Tidak dapat dipungkiri bahwa pada zaman modern seperti
sekarang ini sebagaian orang membenci bahkan mencaci agama karena disinyalir
sebagai pemicu bahkan sumber pertikaian,
dan dalam eksistensinya pun telah tersaingi oleh kemajuan iptek modern.
Meskipun demikian, senyatanya penduduk dunia masih tetap memerlukan agama dan
meyakini adanya Tuhan. Terlebih di Indonesia, di mana Negara tidak memberikan
ruang gerak pada warganya untuk tidak
beragama dan tidak percaya pada Tuhan. Orang bebas untuk memilih agama, tetapi
tidak bebas untuk tidak beragama sehingga identitas agama senantiasa
dicantumkan dalam tanda pengenal penduduk atau dalam dokumen lainnya.
Terlepas adanya interpretasi akan adanya berbagai
pendapat dan sikap orang terhadap agama, yang jelas peranan agama dalam
perkembangan dewasa ini masih tetap hidup dan tradisi yang dilahirkannya terus
dijaga dan dibela oleh pemeluknya dari zaman ke zaman. Bahkan tidak sedikit ada
yang membela dengan cara “mengangkat pedang dan menanam bom”. Berangkat dari
pernyataan tersebut, peran dan fungsi agama menjadi kerdil bahkan tidak sejalan
dengan cita-cita awal agama itu sendiri untuk memberikan kedamaian dan ketenangan
batin bagi setiap pemeluknya. Seolah-olah agama menjadi senjata bagi mereka
untuk melakukan gerakan-gerakan dakwah yang sifatnya memaksakan ummat lain
untuk ikut dan taat pada agama yang dianutnya. Hal semacam ini didasari dengan
dalih semangat “jihad” atau tegaknya “kerajaan Tuhan” di muka bumi, dengan
adanya sikap seperti itu merupakan sikap eksklusif[3]
dalam beragama.
Munculnya gerakan-gerakan sosial seperti radikalisme atau pun kekerasan atas
nama agama yang dianggap sebagai sesuatu yang tidak manusiawi merupakan salah
satu dampak akan adanya sikap ekslusif dalam beragama. Jelas sekali hal
semacam ini perlu adanya suatu resolusi yang berarti untuk dapat menuntaskan
segala konflik sosial yang didasari semangat keagamaan.

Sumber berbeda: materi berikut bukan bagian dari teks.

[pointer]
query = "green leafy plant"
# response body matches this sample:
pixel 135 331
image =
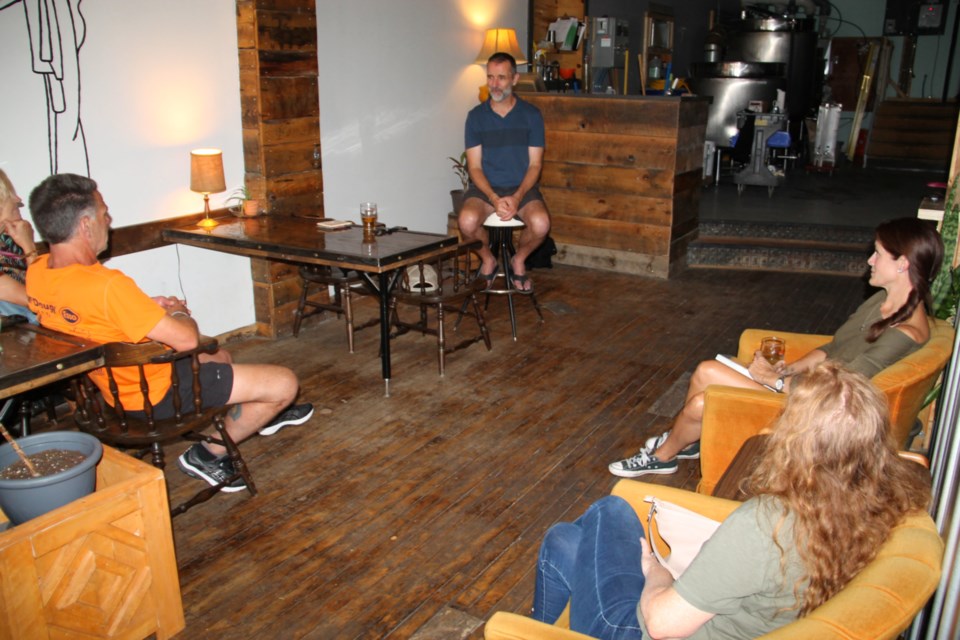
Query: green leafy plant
pixel 460 169
pixel 945 289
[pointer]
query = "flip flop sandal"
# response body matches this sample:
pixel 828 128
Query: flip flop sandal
pixel 488 277
pixel 523 280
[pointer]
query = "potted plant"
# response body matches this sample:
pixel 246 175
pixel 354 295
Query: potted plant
pixel 42 490
pixel 460 169
pixel 243 204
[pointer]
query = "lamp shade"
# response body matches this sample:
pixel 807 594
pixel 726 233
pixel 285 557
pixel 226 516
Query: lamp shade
pixel 504 40
pixel 206 171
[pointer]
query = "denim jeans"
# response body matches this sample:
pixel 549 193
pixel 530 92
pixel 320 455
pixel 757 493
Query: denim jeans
pixel 595 564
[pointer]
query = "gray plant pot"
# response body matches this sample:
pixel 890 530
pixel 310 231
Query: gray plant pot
pixel 24 499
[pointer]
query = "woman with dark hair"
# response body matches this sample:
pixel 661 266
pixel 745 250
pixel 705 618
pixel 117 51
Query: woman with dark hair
pixel 828 490
pixel 17 251
pixel 889 326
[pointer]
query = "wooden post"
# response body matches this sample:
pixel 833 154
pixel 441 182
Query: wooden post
pixel 280 111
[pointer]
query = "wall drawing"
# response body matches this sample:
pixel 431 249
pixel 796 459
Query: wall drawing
pixel 57 31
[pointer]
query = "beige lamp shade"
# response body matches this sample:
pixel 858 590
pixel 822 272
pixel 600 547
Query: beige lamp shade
pixel 504 40
pixel 206 171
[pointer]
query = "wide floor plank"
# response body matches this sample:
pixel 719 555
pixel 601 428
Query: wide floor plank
pixel 380 512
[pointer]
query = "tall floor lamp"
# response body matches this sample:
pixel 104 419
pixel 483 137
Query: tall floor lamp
pixel 206 177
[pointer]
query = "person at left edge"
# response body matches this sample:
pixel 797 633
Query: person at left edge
pixel 71 291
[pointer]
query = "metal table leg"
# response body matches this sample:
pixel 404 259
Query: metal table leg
pixel 384 287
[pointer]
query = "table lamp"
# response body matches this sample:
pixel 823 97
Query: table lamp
pixel 504 40
pixel 206 177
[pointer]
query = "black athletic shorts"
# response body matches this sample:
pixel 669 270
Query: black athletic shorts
pixel 216 381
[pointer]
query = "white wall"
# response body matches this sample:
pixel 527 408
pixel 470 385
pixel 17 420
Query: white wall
pixel 153 86
pixel 396 80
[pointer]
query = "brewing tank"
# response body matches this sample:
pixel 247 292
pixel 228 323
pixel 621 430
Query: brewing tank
pixel 788 41
pixel 733 85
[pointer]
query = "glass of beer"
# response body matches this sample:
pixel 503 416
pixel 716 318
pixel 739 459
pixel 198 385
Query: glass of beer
pixel 368 215
pixel 772 349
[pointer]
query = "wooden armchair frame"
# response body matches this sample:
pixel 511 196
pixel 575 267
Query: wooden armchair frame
pixel 110 423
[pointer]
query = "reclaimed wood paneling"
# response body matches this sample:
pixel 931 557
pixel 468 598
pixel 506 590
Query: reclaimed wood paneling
pixel 621 176
pixel 644 181
pixel 611 150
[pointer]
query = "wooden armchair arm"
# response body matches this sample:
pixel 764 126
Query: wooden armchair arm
pixel 730 416
pixel 512 626
pixel 126 354
pixel 634 492
pixel 798 344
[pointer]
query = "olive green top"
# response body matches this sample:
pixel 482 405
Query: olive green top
pixel 850 347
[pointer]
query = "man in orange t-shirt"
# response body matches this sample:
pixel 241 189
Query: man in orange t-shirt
pixel 70 291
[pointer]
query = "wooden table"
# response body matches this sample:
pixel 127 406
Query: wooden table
pixel 34 356
pixel 297 239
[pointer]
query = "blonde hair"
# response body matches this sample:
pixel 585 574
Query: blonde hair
pixel 833 465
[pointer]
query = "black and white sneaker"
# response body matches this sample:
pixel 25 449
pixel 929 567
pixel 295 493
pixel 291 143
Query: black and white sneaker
pixel 690 452
pixel 295 414
pixel 198 462
pixel 642 464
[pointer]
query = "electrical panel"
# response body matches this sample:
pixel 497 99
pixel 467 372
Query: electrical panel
pixel 914 18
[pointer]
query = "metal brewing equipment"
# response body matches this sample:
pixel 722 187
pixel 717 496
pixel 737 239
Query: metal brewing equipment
pixel 759 57
pixel 788 41
pixel 733 86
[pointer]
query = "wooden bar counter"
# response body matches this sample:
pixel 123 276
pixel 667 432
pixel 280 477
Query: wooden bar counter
pixel 622 179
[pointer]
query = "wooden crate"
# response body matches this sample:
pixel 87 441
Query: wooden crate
pixel 100 567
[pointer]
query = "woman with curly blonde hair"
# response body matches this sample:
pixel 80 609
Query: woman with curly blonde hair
pixel 833 468
pixel 828 490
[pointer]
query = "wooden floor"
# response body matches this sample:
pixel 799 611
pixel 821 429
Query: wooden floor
pixel 381 513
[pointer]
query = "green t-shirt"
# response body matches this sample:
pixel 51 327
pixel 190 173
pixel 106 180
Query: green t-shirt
pixel 850 347
pixel 737 575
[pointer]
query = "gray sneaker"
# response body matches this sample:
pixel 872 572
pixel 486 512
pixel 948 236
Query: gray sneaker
pixel 642 464
pixel 690 452
pixel 198 462
pixel 295 414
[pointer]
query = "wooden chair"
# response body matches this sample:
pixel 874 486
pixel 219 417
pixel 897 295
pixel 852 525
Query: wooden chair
pixel 113 426
pixel 345 284
pixel 456 288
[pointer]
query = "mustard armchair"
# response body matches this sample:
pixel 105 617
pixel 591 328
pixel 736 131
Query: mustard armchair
pixel 732 415
pixel 879 603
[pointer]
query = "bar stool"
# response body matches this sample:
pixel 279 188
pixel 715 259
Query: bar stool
pixel 501 244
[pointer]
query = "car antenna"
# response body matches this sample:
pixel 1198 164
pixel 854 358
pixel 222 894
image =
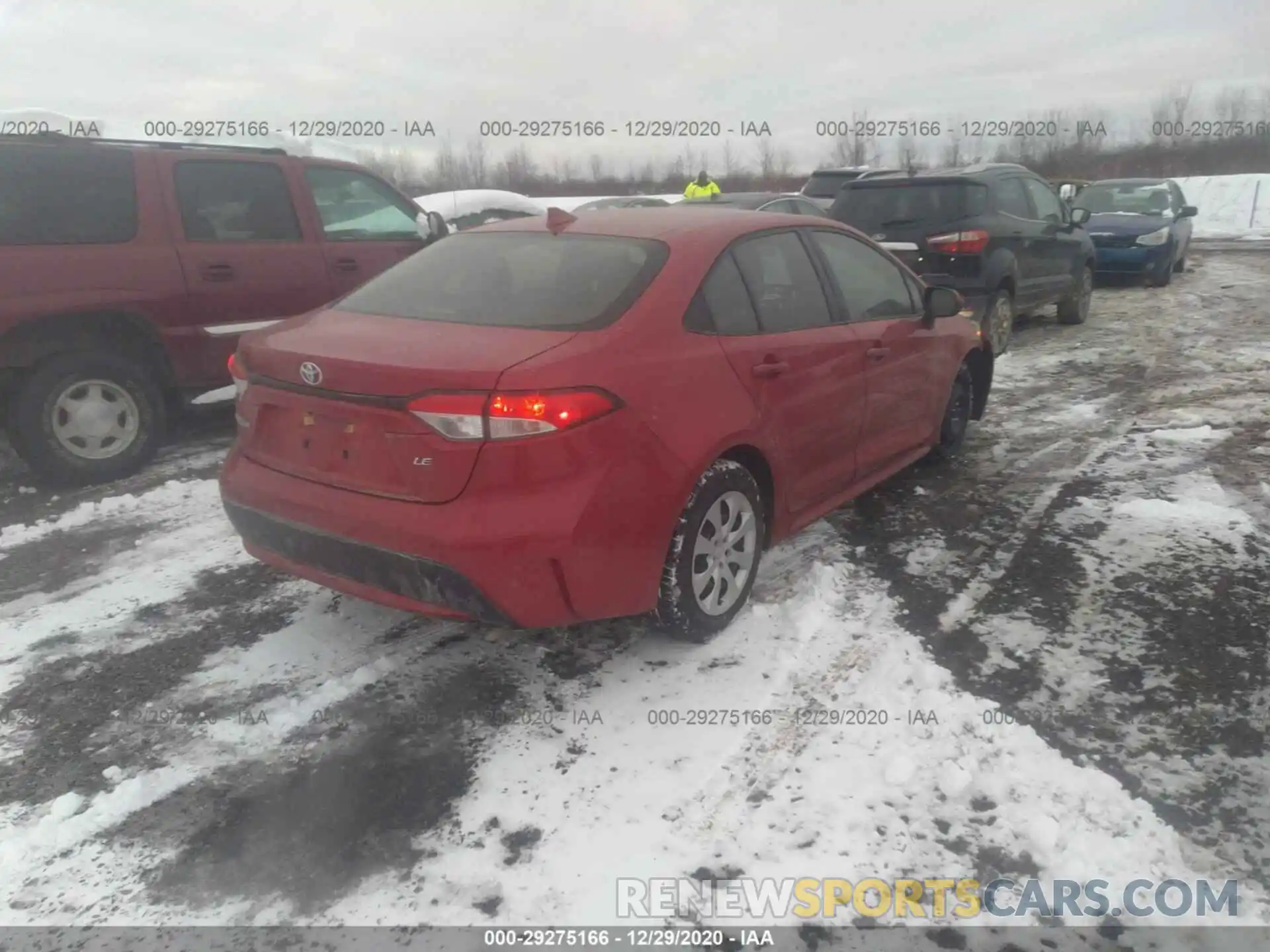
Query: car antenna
pixel 558 220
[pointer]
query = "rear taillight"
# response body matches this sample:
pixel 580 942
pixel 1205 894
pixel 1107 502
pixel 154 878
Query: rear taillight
pixel 509 415
pixel 238 371
pixel 959 243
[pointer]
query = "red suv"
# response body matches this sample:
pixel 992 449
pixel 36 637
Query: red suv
pixel 545 422
pixel 128 270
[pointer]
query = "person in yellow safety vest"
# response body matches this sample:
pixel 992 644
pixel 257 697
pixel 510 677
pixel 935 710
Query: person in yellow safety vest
pixel 701 188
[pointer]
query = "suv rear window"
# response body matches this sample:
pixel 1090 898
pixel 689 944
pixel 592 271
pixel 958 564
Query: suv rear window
pixel 874 206
pixel 66 196
pixel 827 184
pixel 511 280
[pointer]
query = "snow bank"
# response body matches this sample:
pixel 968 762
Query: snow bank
pixel 1230 206
pixel 571 202
pixel 466 208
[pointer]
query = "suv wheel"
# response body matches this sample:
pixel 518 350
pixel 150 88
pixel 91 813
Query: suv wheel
pixel 999 321
pixel 714 555
pixel 1075 307
pixel 85 418
pixel 956 416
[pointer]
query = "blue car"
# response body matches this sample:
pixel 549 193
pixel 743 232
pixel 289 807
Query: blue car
pixel 1138 226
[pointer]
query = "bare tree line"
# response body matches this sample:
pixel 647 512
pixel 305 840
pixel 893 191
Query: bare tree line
pixel 1161 145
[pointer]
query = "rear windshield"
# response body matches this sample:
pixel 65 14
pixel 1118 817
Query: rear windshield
pixel 826 186
pixel 874 207
pixel 512 280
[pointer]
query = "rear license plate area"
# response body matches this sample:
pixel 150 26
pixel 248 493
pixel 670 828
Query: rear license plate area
pixel 317 442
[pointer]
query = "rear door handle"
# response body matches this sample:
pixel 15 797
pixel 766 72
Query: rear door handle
pixel 218 272
pixel 770 368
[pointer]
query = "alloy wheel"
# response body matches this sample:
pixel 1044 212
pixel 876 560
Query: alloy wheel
pixel 95 419
pixel 724 553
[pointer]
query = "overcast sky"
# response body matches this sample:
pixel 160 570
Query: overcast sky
pixel 789 65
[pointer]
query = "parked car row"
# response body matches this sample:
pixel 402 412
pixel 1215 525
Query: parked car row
pixel 548 419
pixel 1005 238
pixel 128 270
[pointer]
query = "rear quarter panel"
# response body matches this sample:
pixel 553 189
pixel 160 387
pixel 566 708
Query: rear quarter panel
pixel 683 408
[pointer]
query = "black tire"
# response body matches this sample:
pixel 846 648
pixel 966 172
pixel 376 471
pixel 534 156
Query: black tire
pixel 999 327
pixel 956 416
pixel 34 413
pixel 1164 276
pixel 1075 309
pixel 677 610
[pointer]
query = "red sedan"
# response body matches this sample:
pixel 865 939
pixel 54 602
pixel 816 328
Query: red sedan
pixel 553 420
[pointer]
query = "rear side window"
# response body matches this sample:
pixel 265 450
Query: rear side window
pixel 516 280
pixel 1013 200
pixel 784 284
pixel 723 302
pixel 66 196
pixel 872 287
pixel 355 207
pixel 230 201
pixel 826 186
pixel 1044 200
pixel 878 207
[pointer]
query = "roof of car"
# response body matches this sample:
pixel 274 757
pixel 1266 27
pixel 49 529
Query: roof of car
pixel 1129 182
pixel 663 223
pixel 952 173
pixel 749 200
pixel 62 140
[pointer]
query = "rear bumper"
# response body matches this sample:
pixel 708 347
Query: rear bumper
pixel 1128 260
pixel 329 559
pixel 572 539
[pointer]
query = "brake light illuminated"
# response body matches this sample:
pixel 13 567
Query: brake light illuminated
pixel 959 243
pixel 509 415
pixel 238 371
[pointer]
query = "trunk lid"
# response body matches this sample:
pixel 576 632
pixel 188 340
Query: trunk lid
pixel 349 427
pixel 902 215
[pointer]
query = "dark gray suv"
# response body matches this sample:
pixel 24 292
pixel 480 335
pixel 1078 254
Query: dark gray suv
pixel 996 233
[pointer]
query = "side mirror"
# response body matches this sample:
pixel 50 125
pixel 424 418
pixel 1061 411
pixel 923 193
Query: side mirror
pixel 431 226
pixel 940 302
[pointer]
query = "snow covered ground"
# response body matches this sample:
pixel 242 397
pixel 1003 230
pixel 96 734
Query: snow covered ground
pixel 189 736
pixel 1230 206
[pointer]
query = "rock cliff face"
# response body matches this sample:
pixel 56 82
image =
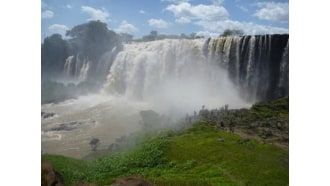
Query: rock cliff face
pixel 257 65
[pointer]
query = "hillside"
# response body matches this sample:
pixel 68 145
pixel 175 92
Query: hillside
pixel 202 152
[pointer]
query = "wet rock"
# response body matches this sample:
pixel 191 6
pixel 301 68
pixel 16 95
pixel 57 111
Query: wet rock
pixel 131 181
pixel 254 125
pixel 72 125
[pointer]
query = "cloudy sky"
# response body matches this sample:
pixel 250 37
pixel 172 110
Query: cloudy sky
pixel 205 17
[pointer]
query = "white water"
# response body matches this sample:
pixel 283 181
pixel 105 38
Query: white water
pixel 172 77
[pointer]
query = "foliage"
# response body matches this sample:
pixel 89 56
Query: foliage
pixel 268 109
pixel 192 157
pixel 198 155
pixel 95 142
pixel 92 39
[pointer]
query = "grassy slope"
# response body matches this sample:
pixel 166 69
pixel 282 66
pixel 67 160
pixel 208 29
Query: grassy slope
pixel 199 155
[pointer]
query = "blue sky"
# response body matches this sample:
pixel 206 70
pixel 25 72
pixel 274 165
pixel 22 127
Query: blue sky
pixel 139 17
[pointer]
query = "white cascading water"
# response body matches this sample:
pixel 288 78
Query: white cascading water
pixel 171 77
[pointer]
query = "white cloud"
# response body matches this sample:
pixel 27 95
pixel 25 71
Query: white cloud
pixel 271 11
pixel 183 20
pixel 43 5
pixel 248 28
pixel 57 28
pixel 243 8
pixel 186 11
pixel 175 1
pixel 158 23
pixel 126 27
pixel 47 14
pixel 217 2
pixel 95 14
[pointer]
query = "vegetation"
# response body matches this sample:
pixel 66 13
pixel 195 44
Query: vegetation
pixel 201 154
pixel 95 142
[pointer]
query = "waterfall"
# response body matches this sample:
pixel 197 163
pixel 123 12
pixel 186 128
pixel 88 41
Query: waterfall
pixel 257 65
pixel 171 73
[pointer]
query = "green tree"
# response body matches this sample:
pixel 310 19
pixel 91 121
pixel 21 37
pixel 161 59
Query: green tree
pixel 95 142
pixel 92 39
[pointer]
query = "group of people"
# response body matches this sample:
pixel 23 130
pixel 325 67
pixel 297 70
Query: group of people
pixel 215 117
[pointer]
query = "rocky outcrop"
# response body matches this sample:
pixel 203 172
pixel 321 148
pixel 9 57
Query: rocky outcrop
pixel 49 176
pixel 258 65
pixel 72 125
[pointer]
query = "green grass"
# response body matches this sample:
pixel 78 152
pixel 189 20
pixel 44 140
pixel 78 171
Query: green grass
pixel 201 155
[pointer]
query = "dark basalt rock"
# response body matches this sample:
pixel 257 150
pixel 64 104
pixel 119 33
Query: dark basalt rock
pixel 72 125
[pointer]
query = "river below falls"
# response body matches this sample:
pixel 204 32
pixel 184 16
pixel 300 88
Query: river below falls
pixel 78 121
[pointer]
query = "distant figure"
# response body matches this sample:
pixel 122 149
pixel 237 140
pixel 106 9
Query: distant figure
pixel 222 124
pixel 231 126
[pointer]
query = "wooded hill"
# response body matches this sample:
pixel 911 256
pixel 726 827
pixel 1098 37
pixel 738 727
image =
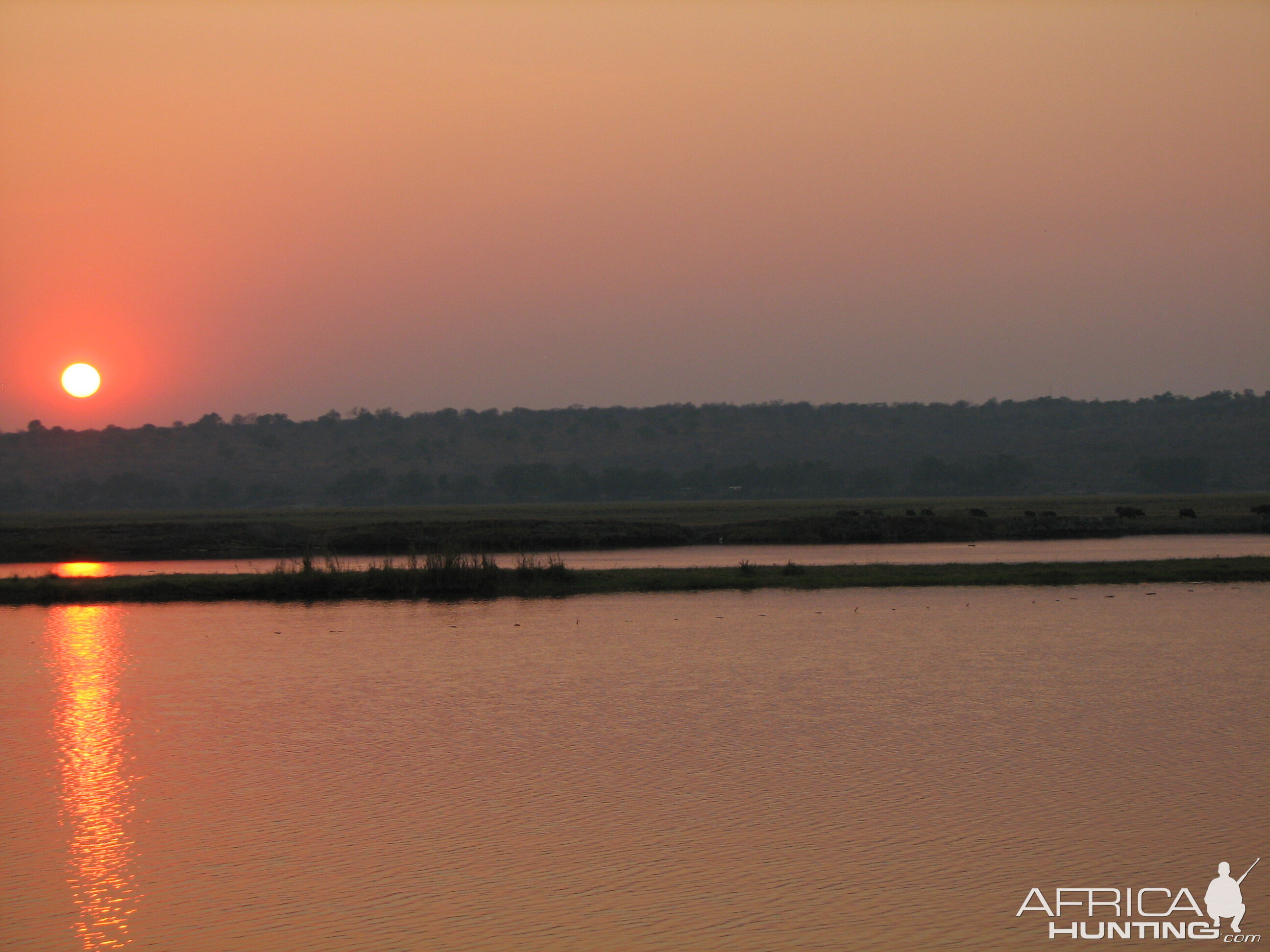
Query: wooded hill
pixel 680 451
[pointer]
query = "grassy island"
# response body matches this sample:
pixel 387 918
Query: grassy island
pixel 478 577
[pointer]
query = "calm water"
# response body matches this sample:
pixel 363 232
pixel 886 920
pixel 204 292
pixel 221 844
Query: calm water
pixel 686 556
pixel 849 770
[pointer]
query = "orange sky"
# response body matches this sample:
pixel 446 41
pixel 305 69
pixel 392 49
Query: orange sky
pixel 301 206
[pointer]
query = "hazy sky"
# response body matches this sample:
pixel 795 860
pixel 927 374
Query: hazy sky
pixel 301 206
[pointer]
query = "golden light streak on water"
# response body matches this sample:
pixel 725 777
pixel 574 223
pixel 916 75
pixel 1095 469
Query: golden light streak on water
pixel 87 655
pixel 82 571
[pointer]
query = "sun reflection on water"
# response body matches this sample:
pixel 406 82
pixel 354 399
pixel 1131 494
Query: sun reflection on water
pixel 87 648
pixel 82 571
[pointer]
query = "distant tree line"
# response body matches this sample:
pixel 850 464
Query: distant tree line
pixel 680 451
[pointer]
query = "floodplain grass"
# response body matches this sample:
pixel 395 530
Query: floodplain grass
pixel 686 513
pixel 599 526
pixel 478 577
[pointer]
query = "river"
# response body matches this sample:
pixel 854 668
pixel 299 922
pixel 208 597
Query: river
pixel 836 770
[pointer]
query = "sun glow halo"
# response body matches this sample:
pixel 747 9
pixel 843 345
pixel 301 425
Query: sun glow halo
pixel 82 380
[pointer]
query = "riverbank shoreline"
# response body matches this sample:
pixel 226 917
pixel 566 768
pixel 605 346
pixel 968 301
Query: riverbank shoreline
pixel 478 578
pixel 563 527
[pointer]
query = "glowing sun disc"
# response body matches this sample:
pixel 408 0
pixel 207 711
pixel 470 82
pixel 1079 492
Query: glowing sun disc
pixel 80 380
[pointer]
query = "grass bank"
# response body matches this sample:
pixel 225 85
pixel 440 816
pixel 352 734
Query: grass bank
pixel 474 577
pixel 37 537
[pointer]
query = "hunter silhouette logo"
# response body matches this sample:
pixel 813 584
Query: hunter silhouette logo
pixel 1223 897
pixel 1146 912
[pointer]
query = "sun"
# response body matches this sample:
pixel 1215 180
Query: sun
pixel 82 380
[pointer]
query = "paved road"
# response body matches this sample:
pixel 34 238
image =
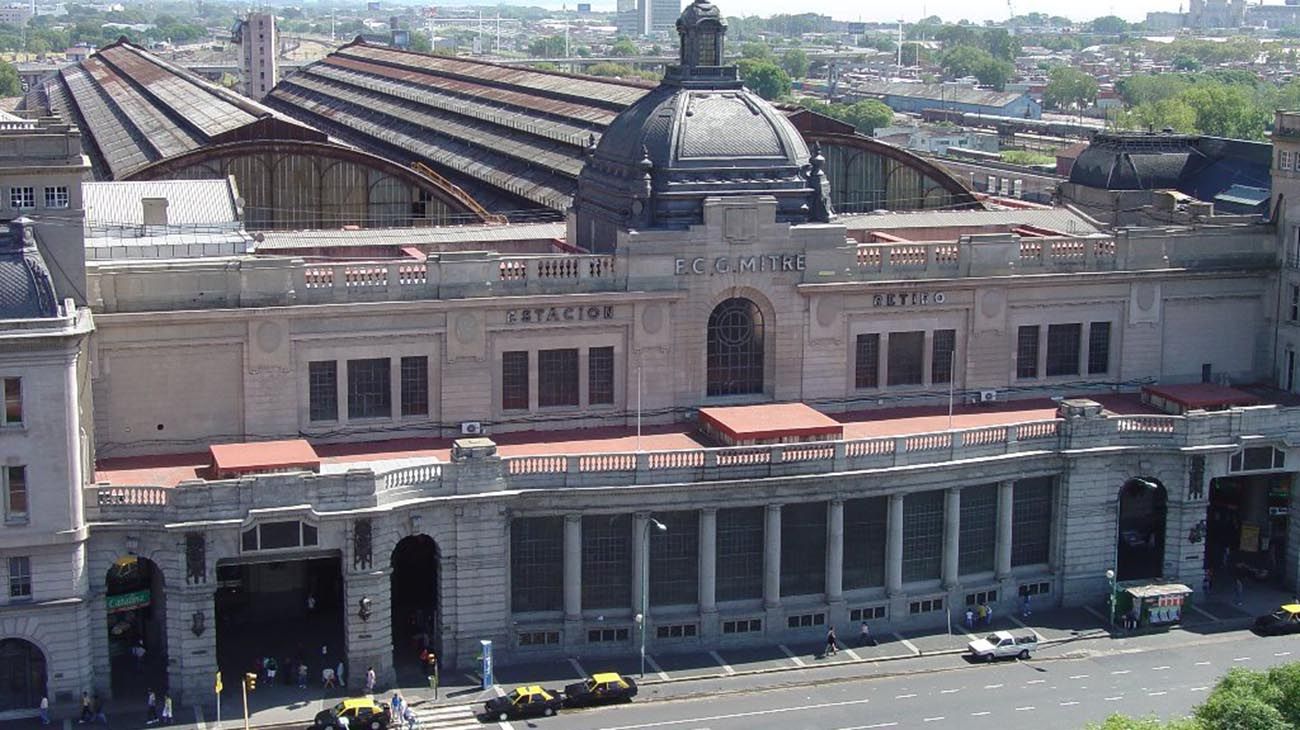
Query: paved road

Seperti yang telah diketahui, bahwa Indonesia menganut
ideologi Pancasila sebagai suatu ideologi yang mengatur cara berkehidupan
bangsanya yang multi-kultur. Dengan keragaman yang dimilikinya, Indonesia harus
mampu mewujudkan tatanan sosial yang toleran di tengah-tengah pluralisme
masyarakat Inodnesia. Manakala asumsi orang yang mengatakan bahwa wajah agama
dalam ranah realitas kehidupan kita sekarang ini ada yang berwajah garang, ada
pula yang berwajah menyejukan. Ada yang ramah, dan ada juga yang menakutkan.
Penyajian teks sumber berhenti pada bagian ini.